About matrix NMS in SOLOv2, I have tested on YOLACT but get AP=0 and AR=0. Do I miss something or implement in a wrong way?

    def cc_matrix_nms(self, boxes, masks, scores, iou_threshold:float=0.5, top_k:int=200):
        # Collapse all the classes into 1 
        scores, classes = scores.max(dim=0)

        _, idx = scores.sort(0, descending=True)
        idx = idx[:top_k]

        masks_idx = masks[idx]
        classes_idx = classes[idx]
        scores_idx = scores[idx]

        boxes_idx = boxes[idx]

        iou = jaccard(boxes_idx, boxes_idx).triu_(diagonal=1)
        iou_max = iou.max(dim=0)[0].unsqueeze(1).expand_as(iou)
        score = torch.exp(-(iou**2-iou_max**2)/0.5).min(dim=0)[0]*score

        scores, idx = scores_idx[idx_out].sort(0, descending=True)
        idx = idx[:cfg.max_num_detections]
        return boxes_idx[idx], masks_idx[idx], classes_idx[idx], scores_idx[idx]

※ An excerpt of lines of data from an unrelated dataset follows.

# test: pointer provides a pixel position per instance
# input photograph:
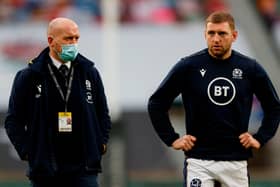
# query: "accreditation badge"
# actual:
(64, 121)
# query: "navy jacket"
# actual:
(31, 121)
(217, 96)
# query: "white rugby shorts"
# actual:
(204, 173)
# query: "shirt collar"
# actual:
(58, 64)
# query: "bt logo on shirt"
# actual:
(221, 91)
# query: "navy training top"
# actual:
(217, 96)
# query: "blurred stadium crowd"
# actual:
(131, 11)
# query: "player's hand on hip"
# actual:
(248, 141)
(184, 143)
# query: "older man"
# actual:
(58, 118)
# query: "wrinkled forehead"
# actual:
(223, 26)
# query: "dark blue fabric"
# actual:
(67, 181)
(31, 121)
(216, 124)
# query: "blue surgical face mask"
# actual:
(68, 52)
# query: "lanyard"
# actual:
(69, 86)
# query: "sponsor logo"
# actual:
(221, 91)
(237, 73)
(195, 182)
(202, 72)
(39, 90)
(89, 97)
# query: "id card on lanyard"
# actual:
(64, 121)
(64, 118)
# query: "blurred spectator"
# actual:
(210, 6)
(188, 10)
(268, 12)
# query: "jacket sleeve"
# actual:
(16, 119)
(159, 104)
(102, 109)
(266, 94)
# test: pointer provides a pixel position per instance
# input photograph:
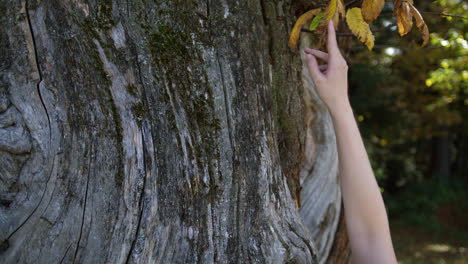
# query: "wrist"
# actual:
(339, 107)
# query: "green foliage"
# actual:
(405, 96)
(418, 204)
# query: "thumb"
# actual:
(314, 68)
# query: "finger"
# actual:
(317, 53)
(332, 46)
(313, 68)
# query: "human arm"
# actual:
(365, 215)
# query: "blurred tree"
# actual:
(411, 101)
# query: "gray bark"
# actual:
(160, 132)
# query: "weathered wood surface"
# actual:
(160, 131)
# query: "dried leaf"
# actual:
(371, 9)
(359, 27)
(404, 17)
(296, 31)
(330, 10)
(316, 21)
(420, 24)
(340, 11)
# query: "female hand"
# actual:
(331, 79)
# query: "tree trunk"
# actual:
(161, 131)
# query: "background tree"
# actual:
(162, 131)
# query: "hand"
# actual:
(331, 79)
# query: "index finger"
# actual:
(332, 46)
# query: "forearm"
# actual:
(365, 214)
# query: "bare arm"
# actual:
(366, 218)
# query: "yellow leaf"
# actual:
(371, 9)
(404, 17)
(421, 25)
(340, 11)
(331, 9)
(296, 31)
(359, 27)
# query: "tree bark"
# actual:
(161, 131)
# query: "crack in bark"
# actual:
(66, 252)
(36, 58)
(48, 118)
(266, 22)
(226, 102)
(85, 202)
(141, 202)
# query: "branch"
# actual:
(349, 33)
(442, 14)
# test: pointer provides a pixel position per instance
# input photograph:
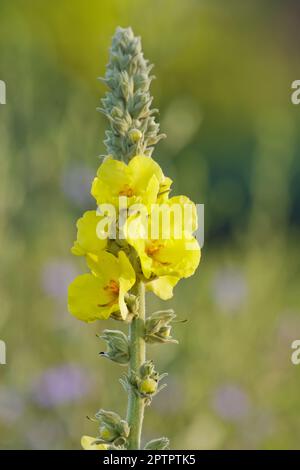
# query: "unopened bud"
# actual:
(158, 444)
(148, 386)
(135, 135)
(117, 346)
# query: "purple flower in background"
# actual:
(231, 402)
(56, 277)
(76, 184)
(12, 405)
(60, 385)
(229, 289)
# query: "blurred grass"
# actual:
(223, 84)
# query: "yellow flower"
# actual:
(89, 443)
(89, 240)
(98, 295)
(165, 245)
(141, 181)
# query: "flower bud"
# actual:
(158, 444)
(148, 386)
(112, 428)
(158, 328)
(117, 346)
(135, 135)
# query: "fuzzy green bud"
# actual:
(135, 135)
(112, 428)
(148, 386)
(158, 327)
(117, 346)
(158, 444)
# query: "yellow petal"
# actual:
(89, 300)
(87, 238)
(126, 281)
(112, 177)
(177, 257)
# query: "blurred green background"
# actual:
(224, 72)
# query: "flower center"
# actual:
(126, 191)
(153, 248)
(112, 287)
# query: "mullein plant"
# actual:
(126, 260)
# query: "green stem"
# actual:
(135, 412)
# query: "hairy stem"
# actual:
(135, 412)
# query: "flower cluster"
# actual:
(132, 253)
(137, 239)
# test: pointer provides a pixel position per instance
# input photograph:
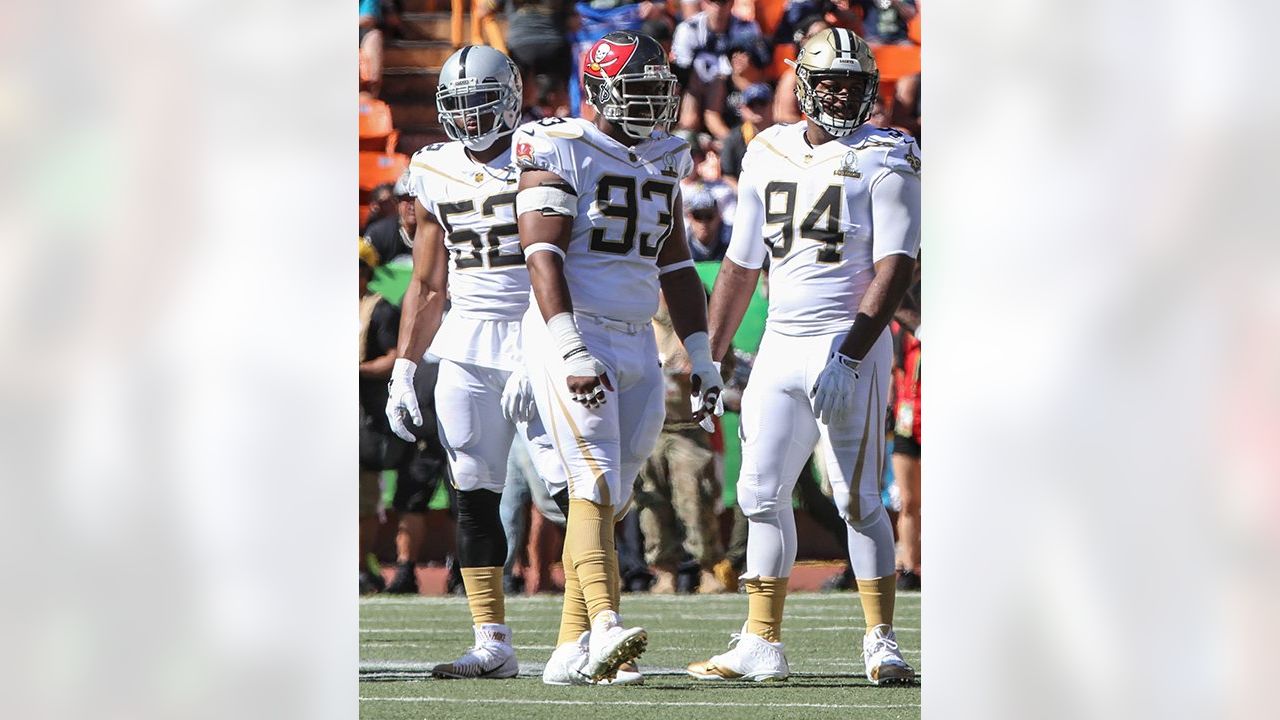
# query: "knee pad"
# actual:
(481, 538)
(867, 522)
(754, 502)
(562, 501)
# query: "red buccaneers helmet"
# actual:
(627, 80)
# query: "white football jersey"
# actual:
(823, 217)
(475, 204)
(625, 210)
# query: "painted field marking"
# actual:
(654, 703)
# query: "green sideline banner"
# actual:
(392, 279)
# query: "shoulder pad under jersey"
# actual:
(548, 145)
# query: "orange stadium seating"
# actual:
(895, 62)
(376, 168)
(376, 131)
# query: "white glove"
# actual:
(402, 399)
(517, 397)
(579, 361)
(833, 391)
(584, 364)
(707, 384)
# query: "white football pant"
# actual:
(780, 432)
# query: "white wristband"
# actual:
(565, 333)
(699, 349)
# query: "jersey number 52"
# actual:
(469, 249)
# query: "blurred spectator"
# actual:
(757, 115)
(707, 176)
(538, 37)
(419, 468)
(708, 235)
(906, 105)
(786, 108)
(679, 492)
(484, 24)
(800, 14)
(661, 30)
(524, 490)
(370, 46)
(877, 115)
(885, 21)
(392, 236)
(906, 437)
(632, 569)
(382, 203)
(375, 441)
(544, 98)
(700, 53)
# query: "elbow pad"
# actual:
(547, 200)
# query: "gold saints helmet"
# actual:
(835, 54)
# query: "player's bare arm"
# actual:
(423, 308)
(686, 301)
(885, 294)
(896, 217)
(421, 313)
(544, 237)
(730, 299)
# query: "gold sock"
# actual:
(877, 597)
(615, 577)
(764, 601)
(588, 540)
(574, 620)
(484, 595)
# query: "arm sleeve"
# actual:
(746, 245)
(895, 215)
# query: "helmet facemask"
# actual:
(639, 103)
(478, 112)
(824, 105)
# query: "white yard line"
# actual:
(634, 597)
(645, 703)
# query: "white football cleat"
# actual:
(627, 674)
(565, 666)
(749, 657)
(492, 657)
(883, 661)
(609, 646)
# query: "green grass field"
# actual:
(402, 638)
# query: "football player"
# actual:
(466, 249)
(600, 224)
(835, 205)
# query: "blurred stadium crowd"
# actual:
(730, 55)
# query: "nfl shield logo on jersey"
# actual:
(849, 165)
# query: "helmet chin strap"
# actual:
(481, 142)
(636, 131)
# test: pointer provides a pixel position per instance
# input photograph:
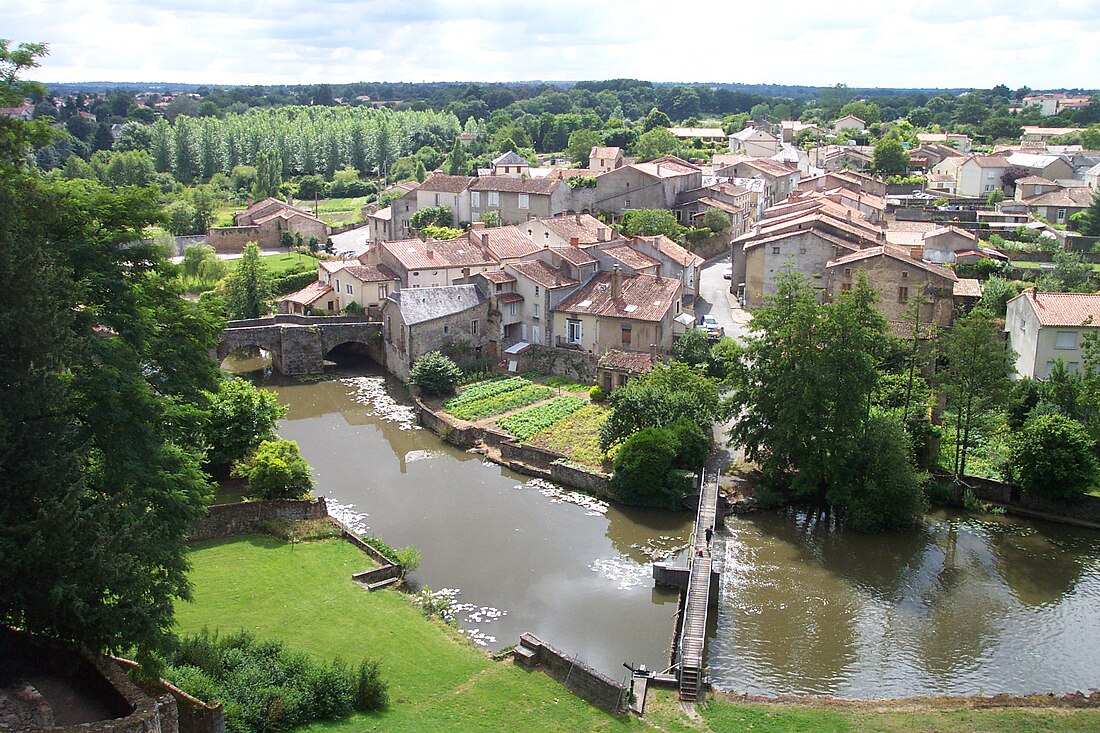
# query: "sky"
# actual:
(861, 43)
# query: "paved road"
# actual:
(715, 299)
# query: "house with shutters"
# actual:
(615, 310)
(1044, 327)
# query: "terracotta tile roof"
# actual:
(967, 287)
(893, 253)
(512, 157)
(1064, 309)
(573, 254)
(417, 254)
(542, 186)
(371, 273)
(444, 184)
(1077, 197)
(641, 297)
(497, 276)
(679, 254)
(991, 161)
(506, 242)
(634, 362)
(584, 227)
(421, 304)
(541, 273)
(631, 258)
(605, 153)
(309, 294)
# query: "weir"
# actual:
(699, 582)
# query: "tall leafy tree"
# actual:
(249, 288)
(98, 369)
(975, 376)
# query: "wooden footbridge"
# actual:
(700, 587)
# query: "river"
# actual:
(960, 605)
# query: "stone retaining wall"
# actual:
(575, 676)
(228, 520)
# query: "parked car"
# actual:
(711, 326)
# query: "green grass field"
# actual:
(304, 595)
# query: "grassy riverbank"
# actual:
(304, 594)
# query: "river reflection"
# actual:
(575, 577)
(956, 606)
(959, 605)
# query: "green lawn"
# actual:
(304, 594)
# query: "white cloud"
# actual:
(860, 43)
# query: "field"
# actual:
(304, 595)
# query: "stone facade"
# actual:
(229, 520)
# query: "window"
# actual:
(573, 331)
(1065, 340)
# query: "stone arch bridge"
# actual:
(298, 345)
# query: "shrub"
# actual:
(277, 470)
(1052, 457)
(436, 374)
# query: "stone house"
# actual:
(602, 160)
(510, 164)
(518, 199)
(900, 280)
(976, 175)
(433, 263)
(340, 283)
(561, 231)
(674, 260)
(417, 321)
(1053, 167)
(440, 189)
(780, 179)
(1044, 327)
(754, 142)
(542, 286)
(613, 310)
(849, 122)
(616, 367)
(653, 185)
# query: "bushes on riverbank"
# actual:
(265, 687)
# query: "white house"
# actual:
(1044, 327)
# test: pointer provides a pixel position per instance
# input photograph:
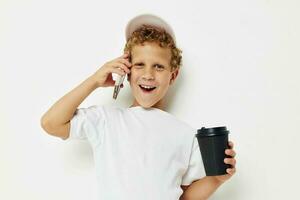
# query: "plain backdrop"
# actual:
(240, 69)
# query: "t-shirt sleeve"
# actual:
(88, 123)
(195, 169)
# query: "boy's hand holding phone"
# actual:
(120, 65)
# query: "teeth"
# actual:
(147, 87)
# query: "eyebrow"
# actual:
(137, 63)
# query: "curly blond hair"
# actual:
(147, 33)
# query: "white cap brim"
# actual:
(148, 19)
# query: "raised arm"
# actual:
(56, 121)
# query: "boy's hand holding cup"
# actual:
(217, 153)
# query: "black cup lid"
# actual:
(214, 131)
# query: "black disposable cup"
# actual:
(212, 143)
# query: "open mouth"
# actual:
(147, 89)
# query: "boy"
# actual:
(140, 152)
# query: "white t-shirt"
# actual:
(139, 153)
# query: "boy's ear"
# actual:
(174, 76)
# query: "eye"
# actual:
(160, 67)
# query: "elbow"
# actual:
(46, 125)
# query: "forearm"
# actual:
(201, 189)
(63, 110)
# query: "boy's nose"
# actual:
(148, 74)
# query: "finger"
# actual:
(126, 54)
(122, 67)
(230, 161)
(119, 71)
(230, 152)
(125, 62)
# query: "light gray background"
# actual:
(241, 69)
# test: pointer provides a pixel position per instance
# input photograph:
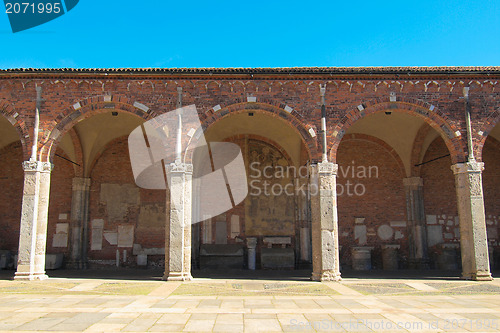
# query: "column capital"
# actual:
(468, 167)
(80, 184)
(179, 167)
(326, 168)
(251, 242)
(37, 166)
(413, 181)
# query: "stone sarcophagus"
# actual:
(221, 256)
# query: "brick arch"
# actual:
(381, 143)
(481, 136)
(268, 107)
(9, 113)
(85, 109)
(429, 113)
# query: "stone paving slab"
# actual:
(157, 310)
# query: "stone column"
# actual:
(251, 244)
(79, 222)
(470, 204)
(178, 227)
(325, 241)
(33, 231)
(416, 223)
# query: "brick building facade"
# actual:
(399, 187)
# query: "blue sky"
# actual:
(260, 34)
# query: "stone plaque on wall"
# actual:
(60, 238)
(125, 235)
(96, 238)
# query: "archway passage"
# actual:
(97, 214)
(271, 228)
(11, 183)
(384, 161)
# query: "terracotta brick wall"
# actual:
(113, 167)
(11, 195)
(383, 202)
(60, 201)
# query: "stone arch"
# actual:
(86, 109)
(382, 143)
(9, 113)
(429, 113)
(274, 109)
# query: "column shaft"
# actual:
(325, 241)
(416, 223)
(79, 222)
(470, 204)
(34, 216)
(178, 227)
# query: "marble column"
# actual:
(79, 222)
(470, 204)
(416, 223)
(325, 240)
(178, 226)
(34, 216)
(251, 244)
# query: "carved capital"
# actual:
(80, 184)
(179, 167)
(328, 168)
(469, 167)
(37, 166)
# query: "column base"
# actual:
(420, 264)
(479, 276)
(21, 276)
(326, 276)
(177, 277)
(76, 265)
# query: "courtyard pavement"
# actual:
(133, 303)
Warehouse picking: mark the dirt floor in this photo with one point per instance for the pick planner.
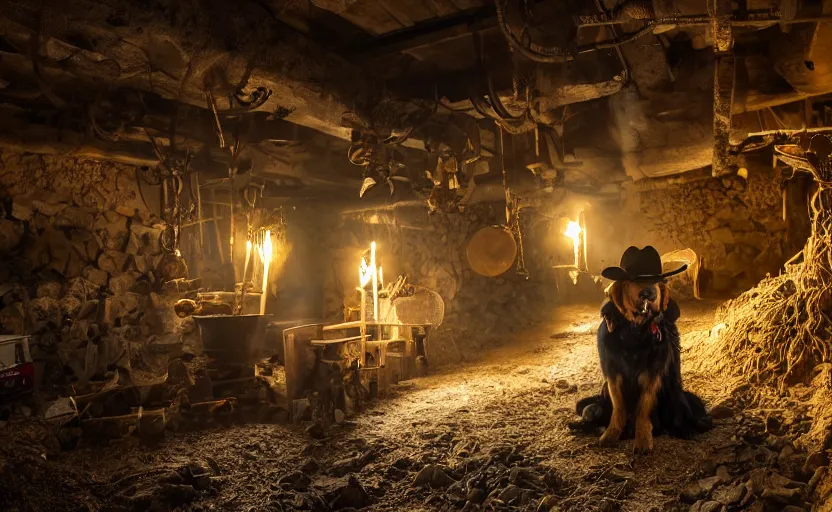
(489, 435)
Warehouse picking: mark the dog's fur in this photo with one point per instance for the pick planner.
(642, 394)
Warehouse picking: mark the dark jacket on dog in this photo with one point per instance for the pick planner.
(632, 349)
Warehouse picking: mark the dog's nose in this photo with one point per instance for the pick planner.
(647, 294)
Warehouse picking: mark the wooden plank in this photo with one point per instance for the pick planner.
(323, 343)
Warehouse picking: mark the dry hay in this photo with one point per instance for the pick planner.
(778, 332)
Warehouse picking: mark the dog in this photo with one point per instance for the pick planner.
(640, 358)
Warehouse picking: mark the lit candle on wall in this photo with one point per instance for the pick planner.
(267, 258)
(374, 270)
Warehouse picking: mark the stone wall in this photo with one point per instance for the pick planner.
(735, 224)
(430, 251)
(80, 265)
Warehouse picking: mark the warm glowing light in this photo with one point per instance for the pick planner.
(573, 230)
(375, 280)
(266, 256)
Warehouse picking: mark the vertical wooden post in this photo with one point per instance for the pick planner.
(200, 217)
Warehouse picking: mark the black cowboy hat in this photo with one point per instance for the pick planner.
(640, 265)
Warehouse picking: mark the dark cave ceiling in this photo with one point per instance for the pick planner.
(318, 95)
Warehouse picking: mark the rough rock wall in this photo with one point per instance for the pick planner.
(430, 251)
(733, 223)
(79, 264)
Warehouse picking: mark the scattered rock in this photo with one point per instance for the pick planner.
(435, 476)
(730, 495)
(816, 479)
(706, 506)
(723, 475)
(49, 289)
(707, 484)
(350, 495)
(692, 492)
(95, 276)
(773, 425)
(310, 466)
(113, 262)
(296, 481)
(315, 431)
(547, 504)
(815, 460)
(301, 410)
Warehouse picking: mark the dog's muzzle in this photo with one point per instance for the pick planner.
(647, 296)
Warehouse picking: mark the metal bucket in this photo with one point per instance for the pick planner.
(233, 339)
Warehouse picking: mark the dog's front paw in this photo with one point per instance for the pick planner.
(643, 443)
(610, 437)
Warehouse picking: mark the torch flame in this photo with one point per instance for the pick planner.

And cross class Fast NMS is

    def cc_fast_nms(self, boxes, masks, scores, iou_threshold:float=0.5, top_k:int=200):
        # Collapse all the classes into 1 
        scores, classes = scores.max(dim=0)

        _, idx = scores.sort(0, descending=True)
        idx = idx[:top_k]

        boxes_idx = boxes[idx]

        # Compute the pairwise IoU between the boxes
        iou = jaccard(boxes_idx, boxes_idx)
        
        # Zero out the lower triangle of the cosine similarity matrix and diagonal
        iou.triu_(diagonal=1)

        # Now that everything in the diagonal and below is zeroed out, if we take the max
        # of the IoU matrix along the columns, each column will represent the maximum IoU
        # between this element and every element with a higher score than this element.
        iou_max, _ = torch.max(iou, dim=0)

        # Now just filter out the ones greater than the threshold, i.e., only keep boxes that
        # don't have a higher scoring box that would supress it in normal NMS.
        idx_out = idx[iou_max <= iou_threshold]
        
        return boxes[idx_out], masks[idx_out], classes[idx_out], scores[idx_out]

update, fix code mistakes, Matrix NMS on YOLACT with sigma=0.1 can get the best result (among sigma=0.05, 0.1, 0.2, 0.3,0.5), and box AP=0.248, while traditional NMS has 0.327.

Notice that if IoU=0, decay>1. Is it ok? I'm not sure about it.

@Zzh-tju Matrix NMS gave you 0.248 mAP vs 0.327 normal NMS? That sounds pretty bad...

Decay should range between 0 and 1 I believe.

yeah, I just output top 100 detections. The main thing I'm curious is the decay should it be <1?otherwise, you know, the IoU Matrix has many zero elements.

What's your result on YOLOv3?

ok, decay>1 is ok, since it takes column-wise minimum. With larger IoU, score lower.

@Zzh-tju but to get positive decay, you would need IOUs outside the 0-1 range no?

I have noticed that you updated the new result YOLOv3-SPP-ultralytics 608 AP 43.1. What is the difference between it and previous 41.9. I may want to use it.

@Zzh-tju various training updates. yolov3-spp.cfg remains the same. repo will automatically download the latest model, so for example if you delete your existing yolov3-spp-ultralytics.pt and run test.py the latest will be downloaded and used.

@glenn-jocher I test the new weight file, with command

python3 test.py --cfg yolov3-spp.cfg --weights yolov3-spp-ultralytics.pt --img 608

get 42.8 AP. What do I miss?

@Zzh-tju --iou 0.7 for highest mAP@0.5:0.95, --iou 0.5 for highest mAP@0.5. Default is 0.6, in the middle.

This issue has been automatically marked as stale because it has not had recent activity. It will be closed if no further activity occurs. Thank you for your contributions.

This issue has been automatically marked as stale because it has not had recent activity. It will be closed if no further activity occurs. Thank you for your contributions.